Eppure ho l’impressione che la povertà non sia miseria, le persone sono sorridenti, la guerra è ormai un tenue ricordo di un passato tragico e doloroso. I ritmi della vita sono lenti e osservo segni di impresa che danno ragione alla speranza in un futuro sostenibile.

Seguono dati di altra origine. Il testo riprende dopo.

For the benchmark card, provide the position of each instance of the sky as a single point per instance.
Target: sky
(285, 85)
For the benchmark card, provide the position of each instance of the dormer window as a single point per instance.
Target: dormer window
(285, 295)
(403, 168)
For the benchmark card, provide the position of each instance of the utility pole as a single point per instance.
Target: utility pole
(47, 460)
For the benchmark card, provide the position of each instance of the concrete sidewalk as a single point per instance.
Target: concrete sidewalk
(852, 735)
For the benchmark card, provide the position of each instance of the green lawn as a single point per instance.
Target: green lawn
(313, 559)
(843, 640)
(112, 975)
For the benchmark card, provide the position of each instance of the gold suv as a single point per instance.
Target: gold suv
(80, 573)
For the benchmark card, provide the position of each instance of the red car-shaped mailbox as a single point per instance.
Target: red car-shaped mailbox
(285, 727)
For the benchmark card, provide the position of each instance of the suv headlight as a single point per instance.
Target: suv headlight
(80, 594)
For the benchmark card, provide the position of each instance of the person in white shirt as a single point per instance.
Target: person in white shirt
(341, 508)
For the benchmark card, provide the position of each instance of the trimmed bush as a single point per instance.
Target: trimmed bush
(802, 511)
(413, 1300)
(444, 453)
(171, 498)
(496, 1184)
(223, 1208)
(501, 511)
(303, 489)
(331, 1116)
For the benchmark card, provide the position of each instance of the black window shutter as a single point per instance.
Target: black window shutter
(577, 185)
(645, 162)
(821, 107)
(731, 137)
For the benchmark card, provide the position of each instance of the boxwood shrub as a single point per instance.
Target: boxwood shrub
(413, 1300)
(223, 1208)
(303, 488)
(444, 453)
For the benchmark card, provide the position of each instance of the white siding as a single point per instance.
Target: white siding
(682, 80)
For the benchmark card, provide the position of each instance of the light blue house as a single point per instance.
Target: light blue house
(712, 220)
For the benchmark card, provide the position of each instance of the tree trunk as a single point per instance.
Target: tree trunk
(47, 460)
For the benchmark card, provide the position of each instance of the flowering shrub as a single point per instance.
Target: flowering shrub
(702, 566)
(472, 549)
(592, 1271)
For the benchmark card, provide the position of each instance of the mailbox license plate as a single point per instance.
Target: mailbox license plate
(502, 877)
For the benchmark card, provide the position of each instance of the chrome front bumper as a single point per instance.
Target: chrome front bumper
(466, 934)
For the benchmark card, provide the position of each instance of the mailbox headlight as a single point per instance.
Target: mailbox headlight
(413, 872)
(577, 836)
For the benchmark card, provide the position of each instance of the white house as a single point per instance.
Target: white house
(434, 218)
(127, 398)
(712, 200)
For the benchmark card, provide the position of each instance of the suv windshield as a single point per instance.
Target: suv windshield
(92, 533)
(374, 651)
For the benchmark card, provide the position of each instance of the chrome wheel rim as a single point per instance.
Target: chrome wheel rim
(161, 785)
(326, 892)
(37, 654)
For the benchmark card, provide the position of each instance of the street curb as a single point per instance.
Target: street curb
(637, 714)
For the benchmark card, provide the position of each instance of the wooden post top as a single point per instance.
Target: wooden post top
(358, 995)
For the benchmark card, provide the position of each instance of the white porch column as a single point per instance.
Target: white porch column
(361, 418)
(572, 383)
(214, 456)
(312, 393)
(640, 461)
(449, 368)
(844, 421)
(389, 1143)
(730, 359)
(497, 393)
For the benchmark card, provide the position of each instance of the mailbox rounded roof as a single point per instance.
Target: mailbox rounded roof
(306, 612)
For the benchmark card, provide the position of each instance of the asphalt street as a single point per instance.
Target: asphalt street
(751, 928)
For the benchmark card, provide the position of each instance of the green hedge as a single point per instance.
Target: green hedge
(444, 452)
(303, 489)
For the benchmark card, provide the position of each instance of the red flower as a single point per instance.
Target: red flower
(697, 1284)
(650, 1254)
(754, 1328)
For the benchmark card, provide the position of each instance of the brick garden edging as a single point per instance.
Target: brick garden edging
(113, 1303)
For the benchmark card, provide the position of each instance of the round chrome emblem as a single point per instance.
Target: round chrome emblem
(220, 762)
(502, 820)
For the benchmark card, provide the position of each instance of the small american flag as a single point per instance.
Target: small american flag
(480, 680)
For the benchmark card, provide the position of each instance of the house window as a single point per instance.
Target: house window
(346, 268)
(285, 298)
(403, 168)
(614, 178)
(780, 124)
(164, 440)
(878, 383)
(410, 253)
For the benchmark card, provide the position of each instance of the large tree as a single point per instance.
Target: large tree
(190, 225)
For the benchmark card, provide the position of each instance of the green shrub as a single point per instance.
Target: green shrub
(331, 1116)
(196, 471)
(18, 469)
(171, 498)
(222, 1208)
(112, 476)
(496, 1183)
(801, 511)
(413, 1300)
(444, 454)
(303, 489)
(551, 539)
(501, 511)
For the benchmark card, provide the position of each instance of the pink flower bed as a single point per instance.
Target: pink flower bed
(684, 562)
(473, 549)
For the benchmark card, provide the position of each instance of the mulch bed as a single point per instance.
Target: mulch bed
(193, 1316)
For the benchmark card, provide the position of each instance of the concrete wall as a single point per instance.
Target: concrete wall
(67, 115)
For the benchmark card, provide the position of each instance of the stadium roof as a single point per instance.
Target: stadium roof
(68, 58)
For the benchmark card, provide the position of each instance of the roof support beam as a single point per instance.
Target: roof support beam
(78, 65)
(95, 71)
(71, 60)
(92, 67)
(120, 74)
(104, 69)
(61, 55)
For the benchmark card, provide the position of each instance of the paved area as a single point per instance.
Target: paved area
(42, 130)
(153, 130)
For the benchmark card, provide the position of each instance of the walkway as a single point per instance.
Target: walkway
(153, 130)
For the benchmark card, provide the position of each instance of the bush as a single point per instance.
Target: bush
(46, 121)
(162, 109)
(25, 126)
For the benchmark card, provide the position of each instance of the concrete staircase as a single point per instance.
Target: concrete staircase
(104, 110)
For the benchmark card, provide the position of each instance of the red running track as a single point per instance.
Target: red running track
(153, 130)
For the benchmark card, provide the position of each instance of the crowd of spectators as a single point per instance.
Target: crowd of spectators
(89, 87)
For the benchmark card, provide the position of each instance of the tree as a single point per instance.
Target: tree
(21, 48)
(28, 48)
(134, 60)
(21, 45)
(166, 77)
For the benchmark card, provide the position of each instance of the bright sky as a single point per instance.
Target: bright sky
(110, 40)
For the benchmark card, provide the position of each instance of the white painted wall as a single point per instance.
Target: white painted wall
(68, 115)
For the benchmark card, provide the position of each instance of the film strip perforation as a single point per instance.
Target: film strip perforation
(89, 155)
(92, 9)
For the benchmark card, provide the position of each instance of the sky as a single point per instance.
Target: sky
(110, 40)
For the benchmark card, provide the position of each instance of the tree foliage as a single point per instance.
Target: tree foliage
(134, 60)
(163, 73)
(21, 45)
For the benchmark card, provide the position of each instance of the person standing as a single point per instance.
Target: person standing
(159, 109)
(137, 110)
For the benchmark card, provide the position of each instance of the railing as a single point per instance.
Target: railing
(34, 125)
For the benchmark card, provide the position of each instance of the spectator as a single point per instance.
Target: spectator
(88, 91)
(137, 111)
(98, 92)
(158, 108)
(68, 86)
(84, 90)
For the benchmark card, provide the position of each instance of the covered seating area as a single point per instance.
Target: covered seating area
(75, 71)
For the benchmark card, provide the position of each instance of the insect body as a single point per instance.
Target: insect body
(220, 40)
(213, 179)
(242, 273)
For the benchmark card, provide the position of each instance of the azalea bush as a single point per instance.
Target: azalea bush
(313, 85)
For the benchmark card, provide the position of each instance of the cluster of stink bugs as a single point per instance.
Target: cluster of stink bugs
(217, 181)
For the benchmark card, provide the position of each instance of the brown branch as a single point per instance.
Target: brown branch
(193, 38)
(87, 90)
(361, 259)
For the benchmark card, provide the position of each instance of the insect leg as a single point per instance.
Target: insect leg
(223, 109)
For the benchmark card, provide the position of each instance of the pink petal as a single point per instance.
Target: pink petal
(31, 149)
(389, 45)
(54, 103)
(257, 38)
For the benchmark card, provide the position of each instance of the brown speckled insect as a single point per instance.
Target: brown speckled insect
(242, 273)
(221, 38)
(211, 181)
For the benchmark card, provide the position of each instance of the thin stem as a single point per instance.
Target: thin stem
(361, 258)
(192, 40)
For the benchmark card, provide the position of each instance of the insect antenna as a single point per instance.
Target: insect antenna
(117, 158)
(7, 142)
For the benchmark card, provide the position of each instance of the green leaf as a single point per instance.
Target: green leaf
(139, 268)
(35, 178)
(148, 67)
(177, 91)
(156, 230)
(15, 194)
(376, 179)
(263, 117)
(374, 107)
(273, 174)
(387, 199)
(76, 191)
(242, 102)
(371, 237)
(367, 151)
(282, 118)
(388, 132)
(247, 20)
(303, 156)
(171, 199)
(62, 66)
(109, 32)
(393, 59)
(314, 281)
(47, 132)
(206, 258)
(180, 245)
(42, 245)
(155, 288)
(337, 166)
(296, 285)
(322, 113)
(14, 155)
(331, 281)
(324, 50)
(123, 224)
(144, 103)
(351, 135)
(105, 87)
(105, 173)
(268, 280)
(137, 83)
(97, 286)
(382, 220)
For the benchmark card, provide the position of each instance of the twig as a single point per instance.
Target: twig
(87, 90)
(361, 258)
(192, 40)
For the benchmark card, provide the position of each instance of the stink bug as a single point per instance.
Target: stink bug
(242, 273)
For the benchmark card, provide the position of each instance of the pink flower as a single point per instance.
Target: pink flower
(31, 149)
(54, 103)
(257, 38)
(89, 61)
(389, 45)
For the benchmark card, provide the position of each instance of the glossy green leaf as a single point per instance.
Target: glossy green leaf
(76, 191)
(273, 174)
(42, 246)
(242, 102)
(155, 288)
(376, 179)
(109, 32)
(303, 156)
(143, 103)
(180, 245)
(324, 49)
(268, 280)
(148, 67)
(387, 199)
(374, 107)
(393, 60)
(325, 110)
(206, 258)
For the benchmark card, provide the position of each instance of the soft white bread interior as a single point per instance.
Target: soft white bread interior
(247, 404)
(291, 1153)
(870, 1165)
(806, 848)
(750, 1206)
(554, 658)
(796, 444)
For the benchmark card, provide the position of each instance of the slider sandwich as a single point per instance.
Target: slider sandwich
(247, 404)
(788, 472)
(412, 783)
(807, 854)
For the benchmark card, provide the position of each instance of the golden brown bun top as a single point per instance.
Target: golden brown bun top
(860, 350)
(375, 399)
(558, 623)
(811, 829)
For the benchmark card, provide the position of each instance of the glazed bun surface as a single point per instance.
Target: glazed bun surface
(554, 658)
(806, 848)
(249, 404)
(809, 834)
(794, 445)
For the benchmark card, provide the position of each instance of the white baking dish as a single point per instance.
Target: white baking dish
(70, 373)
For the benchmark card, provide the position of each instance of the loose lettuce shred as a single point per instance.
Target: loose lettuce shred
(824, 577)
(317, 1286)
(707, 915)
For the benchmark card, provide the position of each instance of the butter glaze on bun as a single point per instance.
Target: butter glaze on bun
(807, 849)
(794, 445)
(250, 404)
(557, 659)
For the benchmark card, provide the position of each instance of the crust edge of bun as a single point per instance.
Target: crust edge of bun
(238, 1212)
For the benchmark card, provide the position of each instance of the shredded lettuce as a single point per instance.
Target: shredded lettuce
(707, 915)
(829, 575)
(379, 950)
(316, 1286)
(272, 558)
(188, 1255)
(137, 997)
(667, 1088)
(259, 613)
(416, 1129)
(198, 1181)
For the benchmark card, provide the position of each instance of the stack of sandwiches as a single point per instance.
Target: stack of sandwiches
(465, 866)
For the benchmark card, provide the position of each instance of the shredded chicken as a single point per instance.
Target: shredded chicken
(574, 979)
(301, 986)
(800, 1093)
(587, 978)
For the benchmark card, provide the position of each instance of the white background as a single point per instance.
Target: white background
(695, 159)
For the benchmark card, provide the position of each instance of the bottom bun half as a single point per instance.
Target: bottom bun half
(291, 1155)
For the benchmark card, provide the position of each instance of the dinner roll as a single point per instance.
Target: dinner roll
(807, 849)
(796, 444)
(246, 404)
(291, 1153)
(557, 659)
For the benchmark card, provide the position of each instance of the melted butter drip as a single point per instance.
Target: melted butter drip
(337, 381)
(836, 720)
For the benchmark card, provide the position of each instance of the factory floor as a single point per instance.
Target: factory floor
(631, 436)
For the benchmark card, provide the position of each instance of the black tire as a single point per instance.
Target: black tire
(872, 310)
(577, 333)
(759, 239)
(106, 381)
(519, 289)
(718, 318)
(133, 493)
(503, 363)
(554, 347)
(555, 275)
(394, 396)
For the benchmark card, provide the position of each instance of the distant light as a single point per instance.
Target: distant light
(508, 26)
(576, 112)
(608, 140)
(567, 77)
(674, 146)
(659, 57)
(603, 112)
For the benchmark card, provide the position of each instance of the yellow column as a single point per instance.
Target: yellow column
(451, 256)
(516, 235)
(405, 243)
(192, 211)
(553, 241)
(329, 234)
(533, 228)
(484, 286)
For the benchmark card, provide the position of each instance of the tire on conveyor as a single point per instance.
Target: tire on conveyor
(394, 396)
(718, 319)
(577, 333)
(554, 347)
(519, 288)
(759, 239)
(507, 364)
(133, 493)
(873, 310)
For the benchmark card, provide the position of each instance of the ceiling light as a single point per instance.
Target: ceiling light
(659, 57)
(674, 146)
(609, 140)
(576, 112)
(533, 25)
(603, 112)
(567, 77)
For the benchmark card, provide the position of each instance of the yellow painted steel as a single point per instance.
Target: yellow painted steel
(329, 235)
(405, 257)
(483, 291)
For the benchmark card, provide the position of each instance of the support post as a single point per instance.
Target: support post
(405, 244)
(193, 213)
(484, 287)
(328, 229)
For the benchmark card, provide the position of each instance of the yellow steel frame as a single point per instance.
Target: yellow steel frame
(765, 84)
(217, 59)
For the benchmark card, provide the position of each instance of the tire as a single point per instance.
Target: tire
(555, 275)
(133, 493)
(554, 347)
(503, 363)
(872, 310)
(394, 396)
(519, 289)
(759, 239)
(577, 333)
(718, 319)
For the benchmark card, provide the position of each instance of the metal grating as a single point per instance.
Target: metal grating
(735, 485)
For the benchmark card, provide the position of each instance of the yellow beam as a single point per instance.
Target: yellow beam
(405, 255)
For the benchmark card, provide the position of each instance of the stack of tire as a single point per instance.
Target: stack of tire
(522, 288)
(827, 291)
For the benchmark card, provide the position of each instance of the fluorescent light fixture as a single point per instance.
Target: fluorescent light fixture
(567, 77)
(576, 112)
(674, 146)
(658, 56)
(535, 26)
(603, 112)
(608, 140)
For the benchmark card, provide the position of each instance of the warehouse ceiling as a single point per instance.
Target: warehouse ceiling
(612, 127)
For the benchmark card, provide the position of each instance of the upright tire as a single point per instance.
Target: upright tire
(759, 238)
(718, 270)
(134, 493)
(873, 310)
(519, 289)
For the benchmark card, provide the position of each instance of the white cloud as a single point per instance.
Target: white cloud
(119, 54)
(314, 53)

Le ragazze sono davvero belle. Sono allegre, si scherniscono davanti all’obiettivo, mostrano i bellissimi denti bianchi. I corpi sono coperti dai vestiti tradizionali. Quando vestono all’occidentale, lo fanno con proprietà e modestia ma il portamento conferisce loro un’innata eleganza. Manco da Brazzaville da un po’ più di venti anni e mi pare di ritrovarla quella che ricordavo, qualche palazzo moderno in più, qualche chilometro di asfalto nel centro della città, al di fuori di essa è ancora la pista, gialla, polverosa a ogni passaggio di auto. Poche le strade in tutto il Paese, che utilizza il fiume per i grandi spostamenti e una ferrovia, che mi dicono pericolosissima, arriva sulla costa, a Pointe Noir, la città petrolifera roccaforte dell’italiana Agip. La strada principale che si snoda tra foresta e qualche piantagione in più di quelle che ricordavo, porta a Owandò, avamposto congolese pronunciato all’interno del continente, verso la Repubblica Centroafricana, immerso nella giungla più nera e inaccessibile. La “route” ne permette il raggiungimento quando la stagione lo concede e le piogge non riempiono i canali e i fossi d’acqua rendendo il viaggio una avventura. Parlo di “route”, di strada, ma per avere il senso della realtà bisogna pensare a un campo minato. Le buche, grandi e piccole, concedono ai 4X4, le sole auto abilitate a percorrere le strade da queste parti, velocità di 20-30 km/h. Curiosa e caratteristica la presenza continua sul terreno di termitai grandi da pochi a molti metri, fino a formare collinette. La foresta è veramente nera, buia, inaccessibile.